A “escrupulosidade”, é um traço de caráter muito valorizado, implica a capacidade de nos esforçarmos sem esperar recompensas. Touch (2014) entende que, condições na infância, como abandono, exposição à violência e a miserabilidade, contribuem para que no futuro as pessoas possam tornar-se doentes física e emocionalmente. Entretanto, a pobreza em si não é um problema a ser superado, mas o estresse vivido que pode prejudicar o caráter dos alunos, por isso, ao invés de promover políticas e projetos sociais contrários à desigualdade social, o autor defende a proposta de atuar sobre a “personalidade”.

A educação, neste sentido, vem com o propósito de ser um: “[...] trunfo indispensável à humanidade na sua construção dos ideais da paz, da liberdade e da justiça social” (DELORS, 1998, p.11, grifos nossos).

Como sabemos problemas sociais que temos observado tem se intensificado na contemporaneidade como: tráfico e uso de drogas; roubo; terrorismo; intolerância cultural, etc. O grande desafio da educação do século XXI seria: “[...] não [...] apenas, dotá-los de uma sólida formação geral, mas procura também fortalecer-lhes o caráter e transmitir-lhes um profundo sentido das responsabilidades sociais” (DELORS, 1998, p. 216).

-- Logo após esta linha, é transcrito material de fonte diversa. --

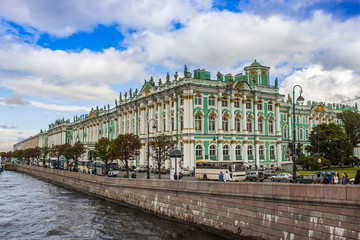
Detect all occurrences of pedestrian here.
[224,171,231,182]
[323,175,330,184]
[313,173,321,184]
[354,170,360,185]
[219,171,224,182]
[331,171,340,184]
[341,172,350,184]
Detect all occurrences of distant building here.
[15,60,358,169]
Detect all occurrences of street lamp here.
[169,148,184,180]
[146,119,156,179]
[293,85,305,183]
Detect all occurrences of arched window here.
[195,115,202,131]
[248,145,253,156]
[246,118,252,133]
[209,96,216,106]
[171,117,175,131]
[209,144,216,157]
[180,115,184,131]
[221,97,229,107]
[195,94,202,105]
[195,145,202,157]
[234,98,240,108]
[223,145,230,157]
[246,100,251,109]
[259,145,265,157]
[235,145,241,157]
[209,116,216,131]
[223,117,229,132]
[284,126,288,138]
[258,118,264,133]
[235,118,241,132]
[269,145,275,158]
[269,119,274,134]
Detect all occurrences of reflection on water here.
[0,171,229,240]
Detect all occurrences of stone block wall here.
[8,165,360,240]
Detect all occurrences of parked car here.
[180,169,190,176]
[264,170,276,179]
[315,171,335,181]
[270,173,292,182]
[245,171,264,182]
[297,174,316,184]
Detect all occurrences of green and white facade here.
[28,60,359,169]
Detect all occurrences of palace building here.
[14,60,359,169]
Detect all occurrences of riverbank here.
[7,165,360,239]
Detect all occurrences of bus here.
[195,160,247,181]
[78,160,93,173]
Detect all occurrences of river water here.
[0,171,233,240]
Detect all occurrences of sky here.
[0,0,360,152]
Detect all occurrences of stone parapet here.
[7,165,360,239]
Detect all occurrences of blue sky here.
[0,0,360,151]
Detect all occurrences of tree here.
[50,143,70,168]
[91,137,111,173]
[297,155,331,170]
[149,135,176,179]
[70,141,86,172]
[337,110,360,147]
[306,123,352,164]
[110,133,141,176]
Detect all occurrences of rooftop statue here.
[174,72,179,81]
[166,73,170,84]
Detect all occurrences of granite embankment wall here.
[7,165,360,240]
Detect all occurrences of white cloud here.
[0,0,211,37]
[0,128,38,152]
[280,65,360,105]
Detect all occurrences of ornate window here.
[259,145,265,158]
[209,145,216,157]
[209,116,216,131]
[223,117,229,132]
[248,145,253,156]
[195,94,202,105]
[223,145,230,157]
[195,115,202,131]
[235,145,241,157]
[180,115,184,131]
[269,145,275,158]
[209,96,216,106]
[258,118,264,133]
[235,118,241,132]
[234,98,240,108]
[195,145,202,157]
[246,100,251,109]
[269,119,274,134]
[221,97,229,107]
[246,118,252,133]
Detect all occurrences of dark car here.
[264,170,276,179]
[245,171,264,182]
[297,174,316,184]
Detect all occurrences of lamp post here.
[293,85,305,183]
[169,148,184,180]
[146,119,156,179]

Desse modo, não basta apenas domínio de aspectos cognitivos, como avaliados na Prova Brasil, mas é preciso formular avaliações que deem conta de avaliar as dimensões de caráter, pressionando as escolas a inserirem este item nos currículos escolares, com ações pedagógicas deliberadamente planejadas. Observamos que este é o intuito do projeto SENNA, atrelar o trabalho escolar, deste o ensino fundamental, as necessidades de manutenção da sociedade capitalista, fazendo da escola um instrumento ativo para manutenção da coesão social.

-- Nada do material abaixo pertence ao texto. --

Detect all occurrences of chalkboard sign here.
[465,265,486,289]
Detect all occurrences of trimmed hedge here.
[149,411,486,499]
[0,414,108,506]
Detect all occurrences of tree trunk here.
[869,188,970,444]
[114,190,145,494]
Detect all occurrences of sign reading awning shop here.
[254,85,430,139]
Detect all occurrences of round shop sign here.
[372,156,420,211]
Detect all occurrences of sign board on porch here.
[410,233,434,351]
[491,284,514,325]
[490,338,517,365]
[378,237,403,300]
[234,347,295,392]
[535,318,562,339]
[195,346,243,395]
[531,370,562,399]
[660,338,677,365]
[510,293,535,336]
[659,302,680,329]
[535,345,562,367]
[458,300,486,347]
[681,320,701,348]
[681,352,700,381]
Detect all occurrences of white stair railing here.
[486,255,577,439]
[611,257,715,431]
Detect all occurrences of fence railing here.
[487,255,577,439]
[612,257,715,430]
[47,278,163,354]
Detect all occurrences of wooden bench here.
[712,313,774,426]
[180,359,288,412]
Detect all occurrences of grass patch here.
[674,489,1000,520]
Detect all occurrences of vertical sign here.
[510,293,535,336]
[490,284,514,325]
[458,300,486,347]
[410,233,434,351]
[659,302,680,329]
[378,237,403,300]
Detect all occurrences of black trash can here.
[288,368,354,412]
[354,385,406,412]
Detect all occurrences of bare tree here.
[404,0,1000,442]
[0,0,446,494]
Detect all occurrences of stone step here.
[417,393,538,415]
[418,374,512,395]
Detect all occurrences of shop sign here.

A escola, nesta perspectiva é tomada como uma instituição capaz de ensinar a tolerância, a paz, ou seja, os comportamentos sociais aceitáveis, em um contexto marcado por grandes conflitos, pelo esgarçamento das relações sociais, que põem em risco a própria sociedade capitalista e logicamente a propriedade privada, mais do que realizar atividades de cunho intelectual, que exigem o pensamento abstrato, a memorização, ou seja, a transmissão e apropriação de conceitos científicos.